A combination of a warm winter, rainy spring and throwing in a few hail storms and tornadoes to boot, will mean fewer Georgia vegetable shipments this season. Although Georgia is shipping some type of veggie the year around, mid-May to mid-June is when heaviest volume occurs.
The weather factors will probably reduce Vidalia onion volume as much as 20 percent, although a better handle on losses will come when harvest is complete.
Baker Farms of Norman Park in southwestern Georgia has kale, turnip greens, mustard greens, collards, turnip roots, beet roots, chard, cilantro, cabbage and broccoli. Although Baker Farms grows veggies year-round, it spring shipments will be less, primarily due to excessive rains.
A&M Farms of Lyons, GA will have a 15 to 20 less volume with its Vidalia onions.
Generations Farms of Vidalia, Ga., was hit by hail in April which damaged a few fields, causing a loss of about 85 acres, or 10 percent of its Vidalia onion crop.

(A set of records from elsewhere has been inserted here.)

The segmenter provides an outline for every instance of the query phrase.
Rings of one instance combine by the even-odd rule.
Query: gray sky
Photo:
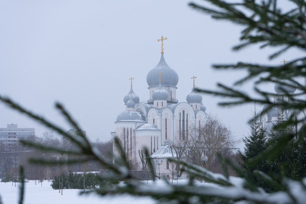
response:
[[[186,101],[194,75],[196,87],[214,89],[217,82],[231,84],[244,74],[214,70],[212,64],[278,65],[299,54],[293,50],[268,61],[271,49],[233,52],[242,27],[214,20],[188,7],[189,2],[2,1],[0,94],[68,130],[71,127],[54,108],[60,102],[91,139],[106,141],[125,109],[129,78],[140,100],[148,98],[147,74],[159,61],[162,35],[168,38],[165,60],[179,75],[179,102]],[[251,92],[252,87],[243,88]],[[237,138],[248,135],[253,105],[225,109],[217,106],[220,99],[203,96],[207,112],[230,126]],[[2,104],[0,113],[1,127],[17,124],[35,128],[38,136],[49,131]]]

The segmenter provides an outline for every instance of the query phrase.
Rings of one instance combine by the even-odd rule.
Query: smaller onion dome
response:
[[[196,92],[194,86],[191,92],[186,97],[186,100],[189,103],[201,103],[202,99],[202,96]]]
[[[147,82],[149,87],[157,86],[159,78],[157,73],[161,72],[163,73],[161,76],[162,85],[175,87],[178,83],[178,75],[166,63],[163,54],[162,54],[158,64],[147,75]]]
[[[205,111],[206,110],[206,107],[204,106],[204,105],[203,104],[203,103],[201,103],[200,109],[203,112],[205,112]]]
[[[153,92],[152,98],[153,100],[166,100],[169,97],[169,94],[167,91],[162,86],[162,84],[159,82],[157,89]]]
[[[295,86],[295,84],[293,82],[289,81],[284,82],[290,85],[290,86],[281,84],[279,83],[276,83],[274,85],[274,90],[275,90],[275,92],[278,94],[294,93],[294,92],[297,90],[296,87],[294,87]]]
[[[142,112],[126,110],[117,117],[116,122],[119,121],[146,121],[146,116]]]
[[[278,109],[277,107],[274,107],[271,108],[270,106],[269,105],[264,105],[263,108],[263,111],[267,111],[268,121],[271,121],[272,119],[272,117],[278,117],[279,114]]]
[[[137,130],[159,130],[157,126],[154,124],[146,123],[140,126],[136,129]]]
[[[123,98],[124,104],[126,104],[126,103],[129,101],[130,98],[132,98],[132,100],[135,102],[135,103],[138,103],[139,102],[139,97],[136,95],[133,91],[133,89],[132,88],[132,87],[131,87],[131,89],[130,90],[129,93],[127,94]]]
[[[126,102],[126,106],[128,108],[134,108],[135,104],[132,98],[130,98]]]

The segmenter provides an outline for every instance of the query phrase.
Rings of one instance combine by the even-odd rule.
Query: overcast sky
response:
[[[157,39],[162,35],[167,38],[165,60],[179,75],[179,102],[186,101],[193,76],[196,87],[215,89],[217,82],[230,85],[245,74],[214,70],[213,64],[278,65],[299,54],[293,51],[269,61],[271,49],[254,46],[233,52],[243,28],[212,20],[189,7],[189,2],[1,1],[0,94],[68,131],[72,127],[54,108],[60,102],[88,137],[106,141],[115,130],[117,116],[125,110],[129,78],[134,78],[133,89],[140,100],[148,99],[147,75],[159,61]],[[284,9],[289,5],[282,3]],[[267,86],[270,91],[273,87]],[[252,86],[243,88],[251,92]],[[220,99],[202,95],[207,113],[231,127],[237,138],[248,135],[254,105],[226,109],[217,106]],[[34,128],[39,136],[50,131],[2,104],[0,113],[0,127],[13,123]]]

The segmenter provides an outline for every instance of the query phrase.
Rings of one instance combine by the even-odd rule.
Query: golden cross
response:
[[[161,79],[160,79],[160,76],[161,76],[161,75],[162,75],[162,72],[161,72],[160,71],[159,72],[159,73],[157,73],[157,74],[158,74],[158,75],[159,75],[159,82],[160,82],[162,81],[162,80],[161,80]]]
[[[158,40],[157,40],[158,42],[159,42],[159,41],[160,40],[162,41],[162,51],[160,53],[162,54],[164,54],[164,48],[162,48],[163,46],[164,46],[164,43],[163,43],[163,41],[164,41],[164,40],[166,40],[166,39],[167,39],[166,37],[166,38],[164,38],[164,36],[163,36],[162,35],[162,39],[159,39]]]
[[[281,62],[281,63],[282,62],[284,62],[284,65],[285,65],[285,62],[289,62],[289,61],[286,61],[285,60],[285,59],[284,59],[284,61],[281,61],[281,62]]]
[[[193,76],[193,77],[191,77],[191,79],[193,80],[193,86],[194,86],[194,79],[196,79],[196,77],[195,77],[194,76]]]
[[[131,79],[129,79],[129,80],[131,80],[131,87],[132,87],[133,86],[132,85],[132,82],[133,82],[133,80],[134,79],[134,78],[132,77],[131,77]]]

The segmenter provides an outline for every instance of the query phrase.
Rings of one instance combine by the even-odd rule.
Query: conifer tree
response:
[[[249,179],[255,184],[269,191],[270,188],[262,180],[254,174],[254,171],[257,170],[267,173],[269,171],[270,162],[263,158],[256,164],[250,164],[248,163],[249,160],[258,155],[267,147],[267,131],[262,122],[258,121],[258,116],[255,109],[252,120],[249,123],[249,135],[242,139],[245,147],[244,153],[240,153],[242,161],[241,165],[246,171]]]

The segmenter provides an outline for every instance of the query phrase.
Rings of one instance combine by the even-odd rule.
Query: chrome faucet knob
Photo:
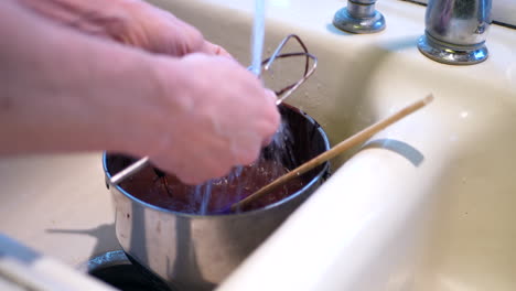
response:
[[[374,33],[385,29],[385,18],[375,9],[376,0],[347,0],[333,18],[333,25],[352,33]]]
[[[445,64],[471,65],[485,61],[491,6],[492,0],[429,0],[419,51]]]

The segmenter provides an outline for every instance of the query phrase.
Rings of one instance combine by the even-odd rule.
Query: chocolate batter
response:
[[[288,172],[280,162],[265,159],[244,166],[240,171],[235,169],[228,176],[212,180],[204,185],[191,186],[181,183],[174,175],[160,176],[159,171],[157,174],[153,168],[148,166],[122,182],[120,186],[132,196],[162,208],[192,214],[213,214],[227,211],[235,202]],[[303,185],[301,179],[293,180],[237,212],[265,207],[295,193]]]

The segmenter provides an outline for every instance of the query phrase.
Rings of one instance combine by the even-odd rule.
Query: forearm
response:
[[[147,98],[159,88],[143,52],[74,33],[4,1],[0,37],[9,44],[0,46],[0,153],[125,150],[129,118],[160,106]],[[149,79],[136,82],[142,76]]]

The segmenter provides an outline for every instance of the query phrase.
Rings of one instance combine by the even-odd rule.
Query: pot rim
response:
[[[323,139],[323,142],[324,142],[324,148],[325,148],[325,151],[330,150],[330,141],[327,139],[327,136],[326,136],[326,132],[322,129],[322,127],[318,123],[318,121],[315,121],[312,117],[310,117],[308,114],[305,114],[304,111],[302,111],[301,109],[299,108],[295,108],[293,106],[290,106],[290,105],[287,105],[287,104],[283,104],[282,106],[287,106],[289,107],[289,109],[292,109],[294,111],[297,111],[298,114],[301,114],[304,118],[308,119],[309,122],[313,123],[313,126],[315,126],[316,130],[321,133],[322,136],[322,139]],[[240,212],[240,213],[232,213],[232,214],[192,214],[192,213],[182,213],[182,212],[176,212],[176,211],[171,211],[171,209],[168,209],[168,208],[163,208],[163,207],[159,207],[159,206],[155,206],[153,204],[150,204],[150,203],[147,203],[144,201],[141,201],[135,196],[132,196],[129,192],[127,192],[126,190],[123,190],[120,185],[114,185],[111,184],[109,181],[111,179],[111,173],[109,173],[109,170],[107,169],[107,155],[108,154],[122,154],[122,153],[108,153],[107,151],[104,151],[103,152],[103,170],[104,170],[104,174],[105,176],[107,177],[106,179],[106,183],[108,185],[108,188],[110,187],[116,187],[120,193],[122,193],[126,197],[128,197],[129,200],[136,202],[136,203],[139,203],[141,204],[142,206],[146,206],[146,207],[149,207],[151,209],[154,209],[154,211],[159,211],[159,212],[164,212],[164,213],[170,213],[170,214],[173,214],[173,215],[176,215],[176,216],[181,216],[181,217],[186,217],[186,218],[209,218],[209,217],[235,217],[235,216],[251,216],[251,215],[258,215],[262,212],[267,212],[271,208],[276,208],[276,207],[279,207],[280,205],[283,205],[286,203],[288,203],[289,201],[291,200],[294,200],[295,197],[298,197],[299,195],[302,194],[302,192],[307,191],[308,188],[312,187],[314,183],[316,183],[319,180],[323,179],[323,175],[325,173],[327,173],[330,171],[330,162],[326,161],[324,162],[322,165],[323,165],[323,169],[321,171],[319,171],[319,173],[310,180],[309,183],[307,183],[302,188],[295,191],[294,193],[292,193],[291,195],[276,202],[276,203],[272,203],[272,204],[269,204],[265,207],[261,207],[261,208],[258,208],[258,209],[252,209],[252,211],[247,211],[247,212]]]

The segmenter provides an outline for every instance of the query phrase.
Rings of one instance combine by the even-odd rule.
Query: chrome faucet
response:
[[[351,33],[374,33],[385,29],[385,18],[375,9],[376,0],[347,0],[333,18],[333,25]]]
[[[491,6],[492,0],[429,0],[419,51],[431,60],[452,65],[485,61]]]

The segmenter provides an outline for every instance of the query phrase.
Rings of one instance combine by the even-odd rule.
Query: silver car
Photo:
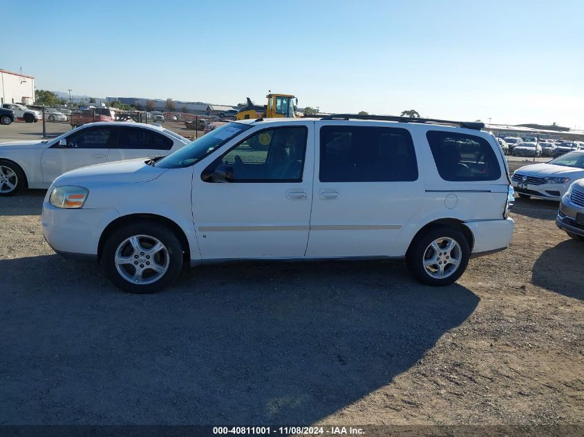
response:
[[[571,238],[584,241],[584,179],[574,181],[562,197],[556,224]]]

Shuman Farms of Reidsville, GA reports the Vidalia onion industry will see lower yields per acre compared to the past three to four years, as well as a smaller size profile.
Corbett Bros. Farms of Lake Park, GA, which is part of the Grower Network, had some tornado damage in mid- to late April. The farm, located in the southern-central part of Georgia close to the Florida border, produces cabbage, cucumbers, bell peppers, eggplants, hot peppers and citrus.
Georgia watermelon shipments, which rank fourth nationally in volume, get underway in early June, with peak loadings coming by June 20th. The state averages over 18,000 acres of harvested watermelon each year. Other top watermelon-shipping states are Texas, Florida and California.
Vidalia onions – grossing about $2600 to Chicago and New York City.